Project to extract and classify lines from an image of a sports court.

The Hough Transform is used to extract harsh lines from an image, where transforming an image in the traditional x-y domain, to the hough domain with theta-p axises, as shown below.
The following is the image's transform in the hough domain, after it has been binarised.
Note the 7 'bright' spots on the image, these indicate that there exists 7 lines in the original image!
Lines are extracted from the hough transform, by finding hough domain samples greater than the threshold, and returning the associated theta-r values (the axis in which the hough domain is framed). From this, many lines are drawn per actual line.
As increasing the threshold results in some lines no longer being detected correctly, pruning of these lines occurs, by comparing each line against each other, and if similar lines are found, an average is taken and 1 is removed, which results in 1 line per cluster. It is worth noting that This is not an ideal solution, as an outlier in a given cluster will impact the averaging. This could be improved by employing outlier rejection before averaging.
Classification at a high-level, is achived by the following steps:
- Determine intersections between horizontal and vertical hough lines.
- Classify horizontal lines and determine the actual start-end points of these lines.
- Classify vertical lines, using the classified horizontal lines and their associated start-end points.
The horizontal lines are classified first, as both the service and base line have differing number of intersections. Whereas the vertical lines each have 1-2 intersections which is not sufficient for classification.

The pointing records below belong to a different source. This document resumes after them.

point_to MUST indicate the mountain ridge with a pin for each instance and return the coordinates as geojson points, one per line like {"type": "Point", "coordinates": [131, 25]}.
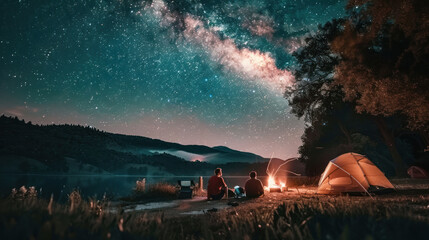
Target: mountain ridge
{"type": "Point", "coordinates": [60, 147]}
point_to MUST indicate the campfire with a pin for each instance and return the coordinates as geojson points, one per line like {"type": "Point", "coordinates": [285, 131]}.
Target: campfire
{"type": "Point", "coordinates": [273, 185]}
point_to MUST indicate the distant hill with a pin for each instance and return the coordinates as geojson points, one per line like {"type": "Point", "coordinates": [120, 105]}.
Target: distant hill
{"type": "Point", "coordinates": [74, 149]}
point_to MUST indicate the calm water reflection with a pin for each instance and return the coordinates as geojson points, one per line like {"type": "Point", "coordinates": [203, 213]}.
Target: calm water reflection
{"type": "Point", "coordinates": [113, 186]}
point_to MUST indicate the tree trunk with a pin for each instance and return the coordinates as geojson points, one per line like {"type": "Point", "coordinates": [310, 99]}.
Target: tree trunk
{"type": "Point", "coordinates": [345, 132]}
{"type": "Point", "coordinates": [389, 140]}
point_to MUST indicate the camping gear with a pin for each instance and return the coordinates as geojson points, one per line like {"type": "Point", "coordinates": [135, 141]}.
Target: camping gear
{"type": "Point", "coordinates": [352, 172]}
{"type": "Point", "coordinates": [417, 172]}
{"type": "Point", "coordinates": [186, 189]}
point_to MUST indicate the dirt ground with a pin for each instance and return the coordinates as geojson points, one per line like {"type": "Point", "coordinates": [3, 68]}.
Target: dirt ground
{"type": "Point", "coordinates": [411, 192]}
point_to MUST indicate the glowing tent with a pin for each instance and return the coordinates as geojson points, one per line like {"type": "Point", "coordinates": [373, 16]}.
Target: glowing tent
{"type": "Point", "coordinates": [352, 172]}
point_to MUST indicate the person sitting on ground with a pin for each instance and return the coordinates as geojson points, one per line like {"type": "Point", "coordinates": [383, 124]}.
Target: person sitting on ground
{"type": "Point", "coordinates": [254, 187]}
{"type": "Point", "coordinates": [216, 187]}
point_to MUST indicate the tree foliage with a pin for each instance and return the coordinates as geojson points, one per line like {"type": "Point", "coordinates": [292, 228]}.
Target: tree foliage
{"type": "Point", "coordinates": [385, 58]}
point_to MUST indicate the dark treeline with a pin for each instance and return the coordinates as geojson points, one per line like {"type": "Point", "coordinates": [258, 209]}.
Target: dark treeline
{"type": "Point", "coordinates": [362, 85]}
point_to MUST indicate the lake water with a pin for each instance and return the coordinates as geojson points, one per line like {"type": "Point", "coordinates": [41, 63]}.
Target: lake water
{"type": "Point", "coordinates": [113, 186]}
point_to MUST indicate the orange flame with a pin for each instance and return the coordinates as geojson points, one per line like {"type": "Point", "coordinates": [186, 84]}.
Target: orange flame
{"type": "Point", "coordinates": [272, 183]}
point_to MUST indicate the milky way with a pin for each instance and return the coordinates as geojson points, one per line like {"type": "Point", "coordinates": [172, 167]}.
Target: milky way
{"type": "Point", "coordinates": [192, 72]}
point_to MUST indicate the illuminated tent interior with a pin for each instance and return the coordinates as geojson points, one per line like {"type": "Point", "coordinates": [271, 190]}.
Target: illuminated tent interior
{"type": "Point", "coordinates": [352, 172]}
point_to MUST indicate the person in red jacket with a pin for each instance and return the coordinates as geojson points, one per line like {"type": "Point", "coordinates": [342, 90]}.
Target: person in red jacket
{"type": "Point", "coordinates": [216, 187]}
{"type": "Point", "coordinates": [254, 187]}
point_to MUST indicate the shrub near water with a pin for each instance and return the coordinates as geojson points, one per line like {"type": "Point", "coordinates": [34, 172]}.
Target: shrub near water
{"type": "Point", "coordinates": [154, 192]}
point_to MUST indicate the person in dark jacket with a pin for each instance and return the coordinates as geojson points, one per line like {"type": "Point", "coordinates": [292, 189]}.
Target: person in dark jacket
{"type": "Point", "coordinates": [254, 187]}
{"type": "Point", "coordinates": [216, 187]}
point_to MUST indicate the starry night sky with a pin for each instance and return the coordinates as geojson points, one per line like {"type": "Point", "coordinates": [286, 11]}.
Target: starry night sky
{"type": "Point", "coordinates": [192, 72]}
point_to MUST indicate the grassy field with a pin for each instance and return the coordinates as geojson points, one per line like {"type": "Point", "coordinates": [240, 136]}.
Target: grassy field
{"type": "Point", "coordinates": [403, 214]}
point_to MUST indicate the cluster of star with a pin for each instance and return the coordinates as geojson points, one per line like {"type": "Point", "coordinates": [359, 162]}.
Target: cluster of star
{"type": "Point", "coordinates": [207, 73]}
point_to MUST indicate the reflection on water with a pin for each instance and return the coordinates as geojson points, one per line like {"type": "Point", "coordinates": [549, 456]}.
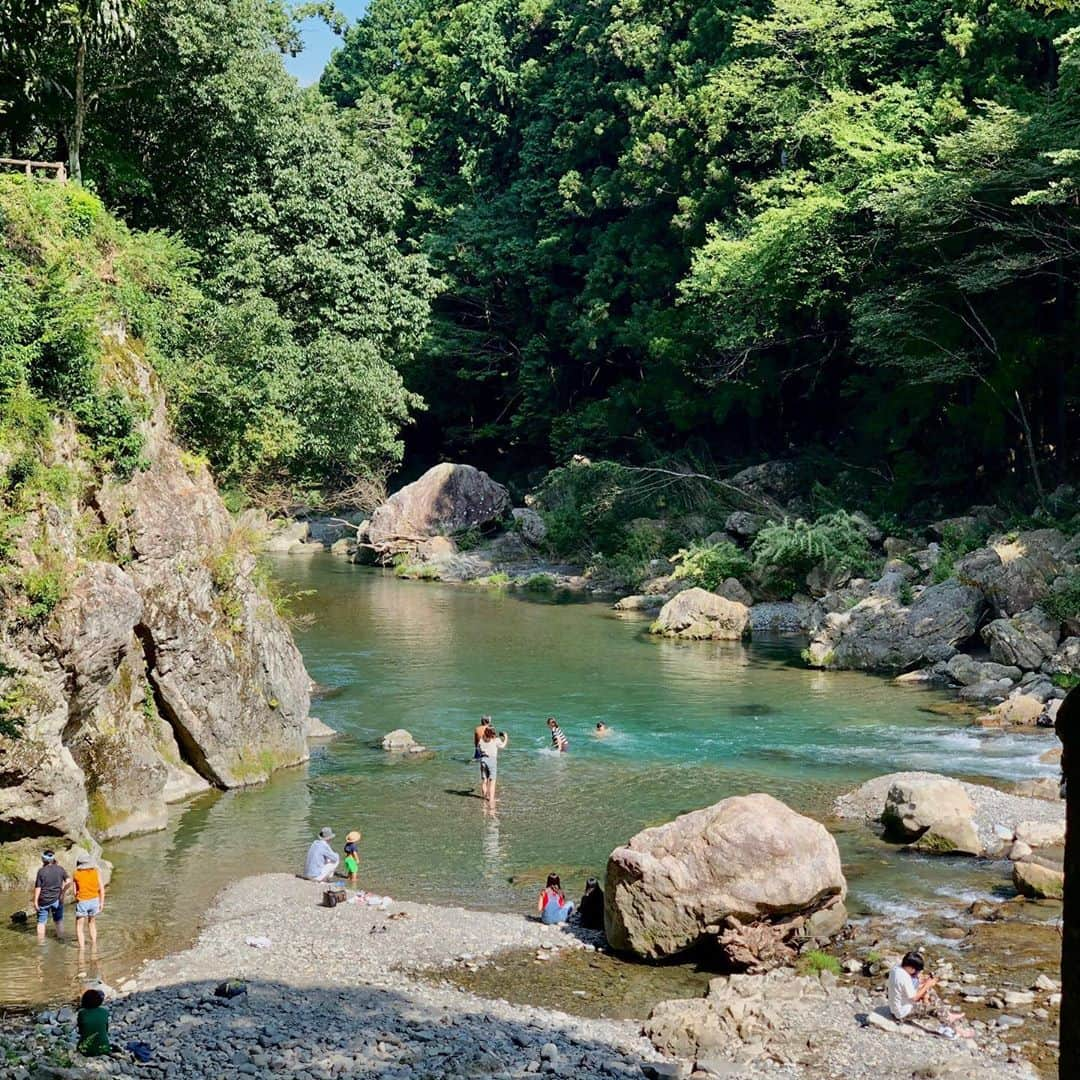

To classify the service and base lines, the actual number of intersections needs to be calculated, as hough lines will intersect with every perpendicular line. This encountered an unexpected challenge, whereby because of an outlier in the hough transform, the pruning average process causes the final line to be skewed off the original image's line.
As a result, taking the centre coordinate between 2 sections and inspecting the pixel data is not sufficient, and instead a ROI must be scanned in order to compensate for inaccuracy.
For vertical classification, now that there is knowledge of the horizontal lines and their associated intersections, they can be used to deduce the remaining vertical lines.